Inorganic substance that is (1) naturally occurring (but does not have a biologic or man-made origin) and formed by physical (not biological) forces with a (2) defined chemical composition of limited variation, has a (3) distinctive set of of physical properties including being a solid, and has a (4) homogeneous crystalline 3-dimensional structure. The defined chemical composition can vary between compositional end members within a mineral system as observed in the silicate pyroxene mineral system. Mineral-like substances that don’t strictly meet the definition (especially if the crystal structure is amorphous), such as opal and obsidian, are classified as mineraloids. Liquids and gases are not minerals. Substances like coal that are derived from organic matter are also not minerals.
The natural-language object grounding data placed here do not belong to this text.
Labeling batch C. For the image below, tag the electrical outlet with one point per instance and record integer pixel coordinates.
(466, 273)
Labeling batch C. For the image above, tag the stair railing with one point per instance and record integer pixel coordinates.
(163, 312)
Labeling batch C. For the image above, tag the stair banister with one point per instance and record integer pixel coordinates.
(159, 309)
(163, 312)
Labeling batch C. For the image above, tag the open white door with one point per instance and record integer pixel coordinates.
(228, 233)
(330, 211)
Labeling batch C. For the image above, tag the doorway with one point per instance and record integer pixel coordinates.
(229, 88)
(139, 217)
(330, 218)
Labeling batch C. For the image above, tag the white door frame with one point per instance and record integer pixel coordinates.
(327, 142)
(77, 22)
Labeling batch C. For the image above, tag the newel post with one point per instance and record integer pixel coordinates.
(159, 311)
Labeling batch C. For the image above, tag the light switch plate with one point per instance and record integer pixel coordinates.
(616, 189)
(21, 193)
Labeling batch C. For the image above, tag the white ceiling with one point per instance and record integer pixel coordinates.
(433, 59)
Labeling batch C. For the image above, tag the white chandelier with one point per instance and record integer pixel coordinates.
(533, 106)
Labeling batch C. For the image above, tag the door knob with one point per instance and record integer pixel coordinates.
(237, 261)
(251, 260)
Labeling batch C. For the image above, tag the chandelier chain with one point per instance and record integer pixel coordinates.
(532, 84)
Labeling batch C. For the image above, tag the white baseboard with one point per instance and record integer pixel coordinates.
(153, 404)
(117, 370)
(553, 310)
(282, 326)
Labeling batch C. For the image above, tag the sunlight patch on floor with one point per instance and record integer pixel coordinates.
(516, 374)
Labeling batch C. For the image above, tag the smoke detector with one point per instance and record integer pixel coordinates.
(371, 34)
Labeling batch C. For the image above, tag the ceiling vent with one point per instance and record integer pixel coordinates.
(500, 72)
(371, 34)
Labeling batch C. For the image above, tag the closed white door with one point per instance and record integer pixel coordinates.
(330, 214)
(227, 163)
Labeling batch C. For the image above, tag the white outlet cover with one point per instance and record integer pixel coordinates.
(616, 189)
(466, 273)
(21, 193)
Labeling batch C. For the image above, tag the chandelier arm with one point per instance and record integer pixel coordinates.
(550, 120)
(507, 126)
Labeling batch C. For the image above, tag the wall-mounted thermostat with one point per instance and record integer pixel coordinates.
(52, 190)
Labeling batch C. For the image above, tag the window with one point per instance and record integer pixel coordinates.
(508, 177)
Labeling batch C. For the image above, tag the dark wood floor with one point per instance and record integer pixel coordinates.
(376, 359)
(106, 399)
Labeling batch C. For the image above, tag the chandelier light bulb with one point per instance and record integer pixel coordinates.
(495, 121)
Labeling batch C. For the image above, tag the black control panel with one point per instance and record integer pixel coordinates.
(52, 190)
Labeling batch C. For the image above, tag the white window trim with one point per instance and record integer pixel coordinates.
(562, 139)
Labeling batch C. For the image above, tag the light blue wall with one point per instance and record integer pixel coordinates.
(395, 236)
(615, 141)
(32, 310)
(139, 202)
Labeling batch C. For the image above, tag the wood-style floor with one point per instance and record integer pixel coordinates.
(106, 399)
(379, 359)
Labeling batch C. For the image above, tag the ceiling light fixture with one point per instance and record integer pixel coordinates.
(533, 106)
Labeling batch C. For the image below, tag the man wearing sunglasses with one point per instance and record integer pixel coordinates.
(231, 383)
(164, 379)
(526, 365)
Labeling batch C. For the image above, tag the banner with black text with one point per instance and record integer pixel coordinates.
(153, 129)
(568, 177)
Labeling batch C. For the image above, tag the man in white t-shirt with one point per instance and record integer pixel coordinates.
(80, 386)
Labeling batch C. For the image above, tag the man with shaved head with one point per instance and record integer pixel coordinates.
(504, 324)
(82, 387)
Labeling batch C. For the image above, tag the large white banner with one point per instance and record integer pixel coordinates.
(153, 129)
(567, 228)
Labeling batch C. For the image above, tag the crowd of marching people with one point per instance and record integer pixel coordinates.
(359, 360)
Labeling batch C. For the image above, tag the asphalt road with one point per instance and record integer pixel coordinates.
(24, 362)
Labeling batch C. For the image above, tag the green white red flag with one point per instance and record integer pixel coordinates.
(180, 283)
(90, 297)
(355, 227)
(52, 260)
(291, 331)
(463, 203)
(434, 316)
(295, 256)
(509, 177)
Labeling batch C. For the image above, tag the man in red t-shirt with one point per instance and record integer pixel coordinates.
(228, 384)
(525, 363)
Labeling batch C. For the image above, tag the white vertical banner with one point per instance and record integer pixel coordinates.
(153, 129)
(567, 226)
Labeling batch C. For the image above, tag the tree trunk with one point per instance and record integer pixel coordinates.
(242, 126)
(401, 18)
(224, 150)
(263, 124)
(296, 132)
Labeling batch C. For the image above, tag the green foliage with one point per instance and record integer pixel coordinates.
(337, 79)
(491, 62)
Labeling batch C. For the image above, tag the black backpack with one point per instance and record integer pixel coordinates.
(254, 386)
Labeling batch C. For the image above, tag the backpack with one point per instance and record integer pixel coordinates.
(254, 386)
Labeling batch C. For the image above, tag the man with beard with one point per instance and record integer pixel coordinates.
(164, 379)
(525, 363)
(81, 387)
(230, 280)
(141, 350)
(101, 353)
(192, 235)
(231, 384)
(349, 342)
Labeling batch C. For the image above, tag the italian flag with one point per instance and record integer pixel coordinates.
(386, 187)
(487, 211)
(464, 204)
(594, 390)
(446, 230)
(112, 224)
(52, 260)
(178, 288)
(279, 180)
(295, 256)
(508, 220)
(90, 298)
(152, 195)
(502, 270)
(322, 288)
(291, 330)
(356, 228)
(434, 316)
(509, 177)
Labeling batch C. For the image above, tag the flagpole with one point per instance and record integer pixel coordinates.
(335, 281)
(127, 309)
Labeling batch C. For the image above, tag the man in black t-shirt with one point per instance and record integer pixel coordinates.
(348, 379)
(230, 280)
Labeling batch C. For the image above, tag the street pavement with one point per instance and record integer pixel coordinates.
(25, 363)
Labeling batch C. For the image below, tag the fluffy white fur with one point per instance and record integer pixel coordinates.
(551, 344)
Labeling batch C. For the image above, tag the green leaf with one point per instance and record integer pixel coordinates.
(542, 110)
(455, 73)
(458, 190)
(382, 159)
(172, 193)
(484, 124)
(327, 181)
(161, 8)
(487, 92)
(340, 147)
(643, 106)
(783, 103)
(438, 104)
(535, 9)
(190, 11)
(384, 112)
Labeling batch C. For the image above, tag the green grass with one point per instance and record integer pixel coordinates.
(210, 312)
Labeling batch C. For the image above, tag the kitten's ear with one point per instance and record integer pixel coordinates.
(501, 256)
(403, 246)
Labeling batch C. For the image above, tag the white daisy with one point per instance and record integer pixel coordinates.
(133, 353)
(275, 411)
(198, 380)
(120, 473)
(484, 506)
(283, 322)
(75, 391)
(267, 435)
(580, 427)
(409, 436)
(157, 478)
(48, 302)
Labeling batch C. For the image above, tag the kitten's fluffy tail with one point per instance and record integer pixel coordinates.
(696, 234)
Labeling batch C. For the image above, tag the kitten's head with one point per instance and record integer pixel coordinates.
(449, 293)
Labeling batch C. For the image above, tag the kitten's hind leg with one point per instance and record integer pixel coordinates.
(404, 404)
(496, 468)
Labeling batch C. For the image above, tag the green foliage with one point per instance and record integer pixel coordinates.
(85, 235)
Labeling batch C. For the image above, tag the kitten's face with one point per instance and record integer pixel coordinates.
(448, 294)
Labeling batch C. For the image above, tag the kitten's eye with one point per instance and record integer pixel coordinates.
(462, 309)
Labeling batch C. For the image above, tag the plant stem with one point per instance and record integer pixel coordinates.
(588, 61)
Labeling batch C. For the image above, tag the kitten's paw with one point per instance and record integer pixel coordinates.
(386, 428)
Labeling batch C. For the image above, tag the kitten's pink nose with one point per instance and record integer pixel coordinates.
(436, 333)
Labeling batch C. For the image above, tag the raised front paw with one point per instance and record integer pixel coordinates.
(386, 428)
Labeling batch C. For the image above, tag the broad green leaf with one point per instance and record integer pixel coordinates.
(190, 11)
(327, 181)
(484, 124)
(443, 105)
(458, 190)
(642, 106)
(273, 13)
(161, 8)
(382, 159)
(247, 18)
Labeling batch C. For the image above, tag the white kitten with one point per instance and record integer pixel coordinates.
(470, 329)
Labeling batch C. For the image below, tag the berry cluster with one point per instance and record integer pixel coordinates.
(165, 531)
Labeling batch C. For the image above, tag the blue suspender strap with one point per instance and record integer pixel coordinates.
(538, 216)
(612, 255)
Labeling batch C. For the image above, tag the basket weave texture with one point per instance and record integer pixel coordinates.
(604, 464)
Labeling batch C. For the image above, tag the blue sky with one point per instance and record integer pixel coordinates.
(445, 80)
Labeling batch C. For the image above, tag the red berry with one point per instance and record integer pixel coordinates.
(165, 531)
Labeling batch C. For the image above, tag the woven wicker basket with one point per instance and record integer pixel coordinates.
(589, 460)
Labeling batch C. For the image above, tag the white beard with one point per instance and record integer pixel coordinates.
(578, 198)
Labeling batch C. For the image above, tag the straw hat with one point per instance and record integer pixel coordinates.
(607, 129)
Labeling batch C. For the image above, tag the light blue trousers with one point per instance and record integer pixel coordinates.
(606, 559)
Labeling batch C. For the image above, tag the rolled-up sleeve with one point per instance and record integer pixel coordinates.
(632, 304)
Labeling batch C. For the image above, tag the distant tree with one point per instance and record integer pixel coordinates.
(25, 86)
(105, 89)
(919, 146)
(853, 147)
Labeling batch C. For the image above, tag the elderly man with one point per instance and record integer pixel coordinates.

However, the definition is not without some interesting examples that provide better insight into the the definition of the word mineral. The following discussion is derived from the article “Is Water a Mineral? Is Ice a Mineral?

Is Water a Mineral?

If we compare water’s properties to requirements above, we find that it fails to qualify as a mineral because water is not a solid and does not have a crystalline structure. However, at temperatures below 32 oF or 0 oC (at standard atmospheric pressure), water solidifies into ice.

Is Ice a Mineral?

Micrograph of 6-point “fern” snowflake. Source: Quanta Magazine & Kenneth Libbrecht
Micrograph of 6-point plate snowflake. Source: Quanta Magazine & Kenneth Libbrecht
Micrograph of 12-point star snowflake. Source: Quanta Magazine & Kenneth Libbrecht

If we compare the properties of ice to the four requirements of the mineral definition, we find that it clearly meets the last three. However, requirement (1) does present a problem. A natural snowflake would be considered to be a mineral because it forms naturally in Earth’s atmosphere. However, an ice cube made in a refrigerator would not be considered a mineral because it was produced by the actions of people.